# Soucy Track



## Deerlope

I have been debating for a few months now wheather I want to put tracks on my RTV900 or buy a snowcat. Due the fact that we don't get real deep snow here I have decide to go for the Soucy tracks on an RTV. At best the deepest snow we get is 2ft on the flat. 
A company rep from Soucy Track which is in Quebec, Canada came here with an RTV 900 to let me try one out. I was totally impressed with the track preformance. I encountered every obstacle that I could think of (we don't have snow yet) and I could not stop it. Rocks, short tree stumps, water fordings, mud, and they just kept on trucking.
I had the opinion that if I were to have driven the RTV off a 100 foot cliff ,totally destroying it, that the tracks would still be intacted and operational. The total weigh of the tracks for an RTV 900 is 1050 pounds. Take a look for yourself at www.soucy-track.com. These track carriages are all steel.


----------



## Melensdad

Soucy is pretty well known in the trail grooming industry for heavy duty tractor conversions.  There are two or three companies that make some similar units.  One of our members (PIXIE) has some tracks on her little quad runner unit, you may want to do a search under her user name.  She has posted photos and discussed her tracks.  I can't remember the brand she uses, I know it is not Matracks, and don't think it is Soucy.


----------



## bczoom

Interesting.

How did the RTV react to the added (1000#+)?  _BTW, that's a lot of weight_
What would you say is the top-end?  How's the torque, hill climbing...  Does the RTV have the power to push these tracks and still act respectable?

Have you had an opportunity to try the Mattracks?  Can you tell us about what you found in your comparison?


----------



## Deerlope

I have not tried Mattracks.

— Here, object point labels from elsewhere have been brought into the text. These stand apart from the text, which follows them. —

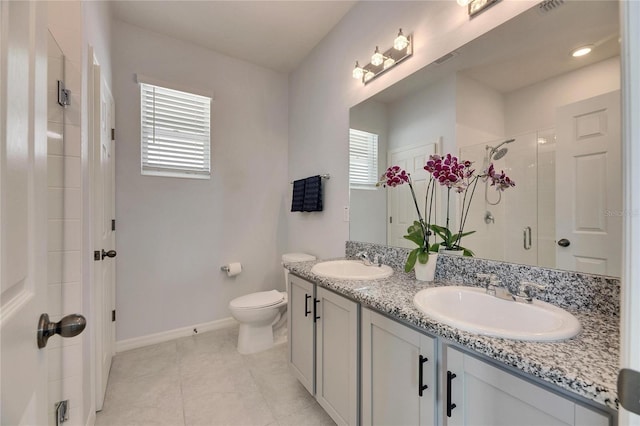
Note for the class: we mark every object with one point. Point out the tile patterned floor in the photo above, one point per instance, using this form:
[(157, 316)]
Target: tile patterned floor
[(203, 380)]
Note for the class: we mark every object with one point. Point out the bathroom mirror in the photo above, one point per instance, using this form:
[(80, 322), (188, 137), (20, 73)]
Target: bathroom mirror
[(519, 81)]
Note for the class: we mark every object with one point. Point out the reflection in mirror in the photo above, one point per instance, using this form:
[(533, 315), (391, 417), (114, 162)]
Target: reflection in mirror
[(518, 81)]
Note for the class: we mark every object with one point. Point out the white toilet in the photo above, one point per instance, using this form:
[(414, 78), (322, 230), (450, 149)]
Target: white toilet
[(259, 312)]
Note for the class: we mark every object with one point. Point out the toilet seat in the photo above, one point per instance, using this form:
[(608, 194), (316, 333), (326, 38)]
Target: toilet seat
[(261, 299)]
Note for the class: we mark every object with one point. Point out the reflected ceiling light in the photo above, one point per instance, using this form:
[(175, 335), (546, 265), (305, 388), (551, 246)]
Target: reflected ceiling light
[(358, 72), (388, 63), (581, 51), (377, 59), (368, 76), (401, 42), (385, 60)]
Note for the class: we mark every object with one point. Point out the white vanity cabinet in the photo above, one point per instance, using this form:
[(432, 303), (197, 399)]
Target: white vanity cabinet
[(323, 347), (478, 393), (398, 373), (301, 338)]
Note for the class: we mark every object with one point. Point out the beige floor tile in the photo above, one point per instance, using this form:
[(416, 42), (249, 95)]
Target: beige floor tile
[(224, 409), (283, 392), (136, 363), (203, 380), (312, 415)]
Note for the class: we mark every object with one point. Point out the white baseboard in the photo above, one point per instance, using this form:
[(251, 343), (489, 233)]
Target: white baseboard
[(91, 419), (165, 336)]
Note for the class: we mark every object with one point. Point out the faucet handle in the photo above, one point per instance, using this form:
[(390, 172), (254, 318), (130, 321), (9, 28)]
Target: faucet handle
[(526, 289)]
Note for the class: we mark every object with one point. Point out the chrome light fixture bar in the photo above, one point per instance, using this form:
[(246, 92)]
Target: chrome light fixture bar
[(383, 61)]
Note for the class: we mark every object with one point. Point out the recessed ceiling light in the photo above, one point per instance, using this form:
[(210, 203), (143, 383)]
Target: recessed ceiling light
[(581, 51)]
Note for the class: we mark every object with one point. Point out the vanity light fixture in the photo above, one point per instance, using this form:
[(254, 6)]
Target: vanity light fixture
[(377, 59), (358, 72), (383, 61), (581, 51), (401, 42)]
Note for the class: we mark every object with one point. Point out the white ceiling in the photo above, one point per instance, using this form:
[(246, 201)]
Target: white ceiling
[(274, 34), (529, 48)]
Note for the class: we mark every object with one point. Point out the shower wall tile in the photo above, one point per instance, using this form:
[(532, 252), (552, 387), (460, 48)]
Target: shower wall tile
[(64, 235)]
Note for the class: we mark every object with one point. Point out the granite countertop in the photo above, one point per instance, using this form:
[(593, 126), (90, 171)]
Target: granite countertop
[(586, 365)]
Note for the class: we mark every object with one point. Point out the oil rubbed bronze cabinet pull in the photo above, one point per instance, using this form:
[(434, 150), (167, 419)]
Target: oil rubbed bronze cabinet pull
[(316, 317), (306, 304), (450, 406), (421, 386)]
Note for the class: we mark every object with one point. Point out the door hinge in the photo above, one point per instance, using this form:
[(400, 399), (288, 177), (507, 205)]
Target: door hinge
[(64, 95), (62, 411)]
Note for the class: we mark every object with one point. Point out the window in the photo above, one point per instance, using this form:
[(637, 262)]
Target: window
[(175, 132), (363, 159)]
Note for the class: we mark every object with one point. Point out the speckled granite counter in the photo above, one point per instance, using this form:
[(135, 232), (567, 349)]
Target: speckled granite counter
[(586, 365)]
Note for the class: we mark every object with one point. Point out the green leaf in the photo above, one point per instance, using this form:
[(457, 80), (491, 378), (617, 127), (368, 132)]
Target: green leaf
[(411, 260)]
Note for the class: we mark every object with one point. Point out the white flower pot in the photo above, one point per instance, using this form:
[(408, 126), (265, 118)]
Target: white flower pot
[(426, 271)]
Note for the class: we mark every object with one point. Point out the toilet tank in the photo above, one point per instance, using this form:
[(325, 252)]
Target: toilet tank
[(294, 257)]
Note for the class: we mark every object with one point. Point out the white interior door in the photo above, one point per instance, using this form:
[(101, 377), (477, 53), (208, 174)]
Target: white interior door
[(23, 211), (104, 274), (589, 216), (400, 206)]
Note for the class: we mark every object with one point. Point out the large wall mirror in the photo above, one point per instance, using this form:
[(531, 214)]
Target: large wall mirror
[(561, 116)]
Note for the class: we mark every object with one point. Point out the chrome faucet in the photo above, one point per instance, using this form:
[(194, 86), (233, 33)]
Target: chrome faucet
[(365, 258), (526, 291), (494, 287), (489, 283)]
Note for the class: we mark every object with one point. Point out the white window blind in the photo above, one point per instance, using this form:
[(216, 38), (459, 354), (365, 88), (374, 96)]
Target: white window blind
[(363, 159), (175, 132)]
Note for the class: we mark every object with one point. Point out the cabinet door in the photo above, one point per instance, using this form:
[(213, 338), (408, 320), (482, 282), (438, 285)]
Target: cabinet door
[(301, 331), (486, 395), (393, 356), (337, 356)]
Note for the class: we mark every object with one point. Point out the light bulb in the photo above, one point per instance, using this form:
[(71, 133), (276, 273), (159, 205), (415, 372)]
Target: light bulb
[(389, 63), (358, 72), (369, 75), (377, 59), (401, 42)]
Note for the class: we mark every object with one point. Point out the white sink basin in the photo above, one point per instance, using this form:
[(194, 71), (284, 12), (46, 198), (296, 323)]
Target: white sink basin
[(471, 309), (351, 270)]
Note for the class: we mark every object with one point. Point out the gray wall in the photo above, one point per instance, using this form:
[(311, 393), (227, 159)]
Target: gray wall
[(174, 234), (321, 91)]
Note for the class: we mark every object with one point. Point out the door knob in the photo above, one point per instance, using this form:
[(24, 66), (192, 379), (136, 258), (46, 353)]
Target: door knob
[(110, 253), (69, 326)]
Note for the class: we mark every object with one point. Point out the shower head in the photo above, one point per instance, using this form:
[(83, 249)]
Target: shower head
[(500, 153), (495, 153)]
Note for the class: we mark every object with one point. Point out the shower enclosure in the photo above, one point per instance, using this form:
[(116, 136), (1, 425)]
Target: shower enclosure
[(519, 224)]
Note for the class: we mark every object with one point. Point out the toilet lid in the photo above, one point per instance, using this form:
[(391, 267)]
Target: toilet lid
[(260, 299)]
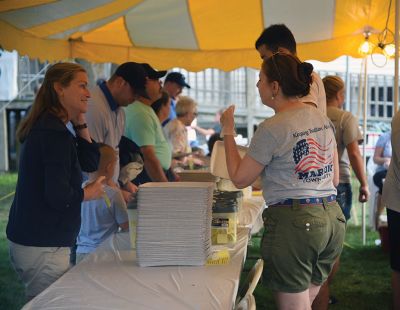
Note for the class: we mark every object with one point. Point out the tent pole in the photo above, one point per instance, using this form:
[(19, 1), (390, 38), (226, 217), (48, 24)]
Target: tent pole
[(365, 134), (396, 57)]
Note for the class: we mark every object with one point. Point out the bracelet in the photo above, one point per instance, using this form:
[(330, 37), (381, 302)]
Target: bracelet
[(79, 127)]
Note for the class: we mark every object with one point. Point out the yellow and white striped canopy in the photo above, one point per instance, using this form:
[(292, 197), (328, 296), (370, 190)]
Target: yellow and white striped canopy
[(191, 34)]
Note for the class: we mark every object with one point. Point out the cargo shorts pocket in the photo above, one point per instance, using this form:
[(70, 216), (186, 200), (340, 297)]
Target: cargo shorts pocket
[(270, 223), (309, 223)]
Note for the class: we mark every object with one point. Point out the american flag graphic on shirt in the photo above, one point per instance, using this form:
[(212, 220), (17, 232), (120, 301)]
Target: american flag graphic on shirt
[(311, 158)]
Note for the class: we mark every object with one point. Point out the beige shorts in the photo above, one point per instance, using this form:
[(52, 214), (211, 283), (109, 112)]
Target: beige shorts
[(38, 267), (300, 244)]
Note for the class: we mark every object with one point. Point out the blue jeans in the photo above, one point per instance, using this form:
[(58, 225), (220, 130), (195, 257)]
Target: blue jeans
[(344, 198)]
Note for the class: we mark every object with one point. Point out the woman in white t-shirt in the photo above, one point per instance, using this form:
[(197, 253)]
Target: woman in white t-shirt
[(294, 153)]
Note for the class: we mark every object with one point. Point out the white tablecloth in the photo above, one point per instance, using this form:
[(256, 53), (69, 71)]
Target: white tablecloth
[(110, 279)]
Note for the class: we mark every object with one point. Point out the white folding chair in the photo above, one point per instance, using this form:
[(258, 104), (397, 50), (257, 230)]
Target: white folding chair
[(249, 285), (248, 302)]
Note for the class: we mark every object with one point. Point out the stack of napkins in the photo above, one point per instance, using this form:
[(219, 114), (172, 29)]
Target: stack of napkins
[(174, 223)]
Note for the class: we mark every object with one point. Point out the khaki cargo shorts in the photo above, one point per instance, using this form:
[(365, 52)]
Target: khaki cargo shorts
[(300, 244)]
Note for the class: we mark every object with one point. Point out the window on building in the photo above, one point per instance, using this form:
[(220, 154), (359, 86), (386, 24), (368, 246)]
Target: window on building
[(380, 93), (372, 110), (373, 93), (381, 110), (389, 111), (389, 94)]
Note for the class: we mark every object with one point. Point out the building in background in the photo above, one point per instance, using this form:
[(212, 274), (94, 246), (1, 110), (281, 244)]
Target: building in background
[(212, 89)]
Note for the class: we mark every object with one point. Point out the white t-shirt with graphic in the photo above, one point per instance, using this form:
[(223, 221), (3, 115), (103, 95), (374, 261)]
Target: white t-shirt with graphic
[(297, 147)]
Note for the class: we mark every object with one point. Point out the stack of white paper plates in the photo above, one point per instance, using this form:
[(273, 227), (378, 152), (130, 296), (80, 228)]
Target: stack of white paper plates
[(174, 223)]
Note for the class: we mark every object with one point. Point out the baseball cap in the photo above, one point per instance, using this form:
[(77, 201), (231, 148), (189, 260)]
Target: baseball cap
[(178, 78), (153, 74), (134, 74)]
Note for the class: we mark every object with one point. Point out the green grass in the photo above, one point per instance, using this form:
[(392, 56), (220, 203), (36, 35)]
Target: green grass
[(362, 282), (11, 290), (363, 279)]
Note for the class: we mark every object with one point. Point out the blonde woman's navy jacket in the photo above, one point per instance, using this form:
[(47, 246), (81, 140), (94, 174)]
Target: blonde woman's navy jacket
[(47, 204)]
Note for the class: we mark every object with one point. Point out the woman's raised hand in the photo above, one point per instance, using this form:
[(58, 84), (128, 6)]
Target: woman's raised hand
[(228, 122), (94, 190)]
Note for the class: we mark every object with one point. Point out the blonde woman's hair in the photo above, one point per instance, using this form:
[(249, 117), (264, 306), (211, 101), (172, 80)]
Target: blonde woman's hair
[(47, 100), (333, 84), (185, 105)]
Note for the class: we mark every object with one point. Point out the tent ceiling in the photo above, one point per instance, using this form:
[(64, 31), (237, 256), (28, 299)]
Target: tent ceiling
[(191, 34)]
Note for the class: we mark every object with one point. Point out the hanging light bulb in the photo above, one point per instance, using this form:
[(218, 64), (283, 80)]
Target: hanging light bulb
[(389, 50), (366, 47)]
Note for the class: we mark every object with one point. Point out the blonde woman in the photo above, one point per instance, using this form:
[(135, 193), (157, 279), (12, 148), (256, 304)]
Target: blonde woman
[(44, 218)]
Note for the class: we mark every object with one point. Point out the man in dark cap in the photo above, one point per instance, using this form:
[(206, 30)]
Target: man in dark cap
[(173, 85), (105, 116), (143, 127)]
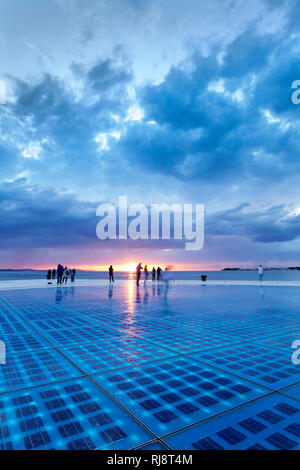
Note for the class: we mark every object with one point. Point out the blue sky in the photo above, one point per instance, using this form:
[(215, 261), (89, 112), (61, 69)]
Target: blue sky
[(162, 101)]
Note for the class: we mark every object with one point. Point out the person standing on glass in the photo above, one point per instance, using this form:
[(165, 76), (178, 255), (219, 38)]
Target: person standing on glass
[(111, 274), (138, 273)]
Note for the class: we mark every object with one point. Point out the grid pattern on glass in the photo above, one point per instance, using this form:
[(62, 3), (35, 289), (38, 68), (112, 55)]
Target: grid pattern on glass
[(271, 423), (270, 367), (147, 351), (33, 368), (73, 415), (177, 392)]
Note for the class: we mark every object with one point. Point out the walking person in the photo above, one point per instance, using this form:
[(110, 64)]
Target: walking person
[(65, 275), (60, 270), (260, 272), (138, 273), (72, 274), (146, 272), (111, 274)]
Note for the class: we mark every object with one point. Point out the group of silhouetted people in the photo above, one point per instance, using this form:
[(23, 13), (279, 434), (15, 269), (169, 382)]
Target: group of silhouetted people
[(62, 274), (156, 274)]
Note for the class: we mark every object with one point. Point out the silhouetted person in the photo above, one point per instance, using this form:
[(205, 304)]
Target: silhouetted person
[(110, 291), (146, 272), (60, 270), (72, 274), (138, 273), (260, 272), (65, 275)]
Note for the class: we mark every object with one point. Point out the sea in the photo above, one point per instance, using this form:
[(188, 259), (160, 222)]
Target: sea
[(270, 275)]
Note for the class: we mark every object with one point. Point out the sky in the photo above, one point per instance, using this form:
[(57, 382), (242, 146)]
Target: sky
[(164, 101)]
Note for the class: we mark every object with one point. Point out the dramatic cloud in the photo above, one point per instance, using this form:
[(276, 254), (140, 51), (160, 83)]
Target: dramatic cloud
[(215, 124)]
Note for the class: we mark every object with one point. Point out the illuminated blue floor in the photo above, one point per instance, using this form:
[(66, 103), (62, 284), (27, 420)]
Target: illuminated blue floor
[(119, 368)]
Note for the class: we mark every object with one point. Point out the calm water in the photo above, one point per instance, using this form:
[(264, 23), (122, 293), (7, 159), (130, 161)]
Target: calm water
[(180, 275)]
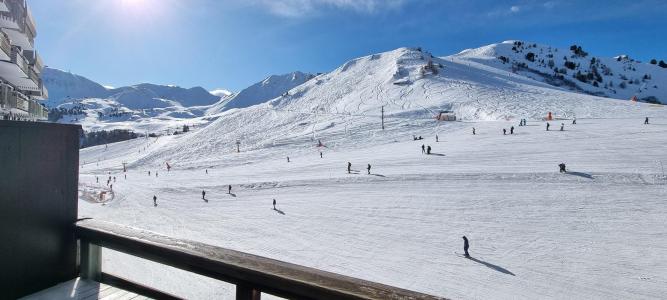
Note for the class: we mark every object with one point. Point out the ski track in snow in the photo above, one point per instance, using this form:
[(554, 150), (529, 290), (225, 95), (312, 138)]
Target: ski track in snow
[(594, 233)]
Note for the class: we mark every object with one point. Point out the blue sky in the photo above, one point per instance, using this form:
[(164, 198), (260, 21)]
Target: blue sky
[(234, 43)]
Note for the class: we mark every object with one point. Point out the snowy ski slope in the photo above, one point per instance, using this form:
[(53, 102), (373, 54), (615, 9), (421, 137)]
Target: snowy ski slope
[(596, 232)]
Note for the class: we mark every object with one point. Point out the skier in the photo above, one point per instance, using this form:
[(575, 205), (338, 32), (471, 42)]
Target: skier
[(466, 245)]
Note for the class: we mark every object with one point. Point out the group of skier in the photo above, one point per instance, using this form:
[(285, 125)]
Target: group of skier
[(349, 168), (426, 149)]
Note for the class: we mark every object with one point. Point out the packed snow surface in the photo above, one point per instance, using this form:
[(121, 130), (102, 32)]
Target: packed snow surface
[(596, 232)]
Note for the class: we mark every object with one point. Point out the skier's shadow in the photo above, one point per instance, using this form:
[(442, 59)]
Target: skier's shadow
[(580, 174), (492, 266)]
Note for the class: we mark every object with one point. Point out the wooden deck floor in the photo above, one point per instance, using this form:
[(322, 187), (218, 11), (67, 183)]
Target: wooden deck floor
[(83, 289)]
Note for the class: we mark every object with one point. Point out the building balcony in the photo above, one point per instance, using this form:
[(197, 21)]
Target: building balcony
[(8, 22), (34, 60), (30, 23), (5, 44)]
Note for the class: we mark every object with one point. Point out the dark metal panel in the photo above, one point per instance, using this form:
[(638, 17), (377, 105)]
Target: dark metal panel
[(38, 205)]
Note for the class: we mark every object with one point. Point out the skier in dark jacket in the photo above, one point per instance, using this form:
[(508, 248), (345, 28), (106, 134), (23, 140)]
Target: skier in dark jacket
[(466, 245)]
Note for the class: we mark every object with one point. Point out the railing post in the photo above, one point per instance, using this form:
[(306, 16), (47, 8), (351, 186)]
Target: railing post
[(245, 292), (91, 261)]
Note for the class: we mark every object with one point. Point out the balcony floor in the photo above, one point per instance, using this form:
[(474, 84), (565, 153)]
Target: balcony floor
[(83, 289)]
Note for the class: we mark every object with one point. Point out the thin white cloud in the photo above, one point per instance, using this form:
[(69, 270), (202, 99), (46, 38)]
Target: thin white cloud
[(302, 8), (220, 92)]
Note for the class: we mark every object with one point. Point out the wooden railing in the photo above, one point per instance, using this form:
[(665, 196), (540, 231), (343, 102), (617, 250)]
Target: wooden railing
[(5, 44), (251, 274)]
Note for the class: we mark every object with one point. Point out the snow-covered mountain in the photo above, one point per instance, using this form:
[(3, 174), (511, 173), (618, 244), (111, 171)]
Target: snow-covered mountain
[(620, 77), (64, 86), (146, 95), (409, 86), (265, 90)]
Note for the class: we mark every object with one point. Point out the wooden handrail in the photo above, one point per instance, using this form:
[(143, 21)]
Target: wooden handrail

I do know that they are alu frame and half the weight. The hill climbing ability was great because with the track you go from a 25" dia tire to a drive sprocket that is 12" so there is an increase in torque. Top speed is reduced by 30%. The added weight was no problem.


----------



## Deerlope

From the info that I found in the "PIXI" search it looked like she had Camoplast tracks on a Honda, and they are also made by Soucy.


----------



## bczoom

Thanks for the info Fred.

I re-read your posts in this thread.  What I didn't see was that you bought a set.  Did you get them or still thinking about a snow trac or want to look at Mattracks or ???


----------



## Deerlope

I have not bought yet. Still waiting on my dealer to get me a price. If he don't get his butt in gear I will go elsewhere. The snowcats are nice but we don't have 10 or 20 feet of snow. For what I would be doing with a cat I would be spending a lot of time replacing broken grouser. The all rubber track will be good for me. But this is not to say that if a good cat came along that I would not buy one. There is always an empty stall in the barn.


----------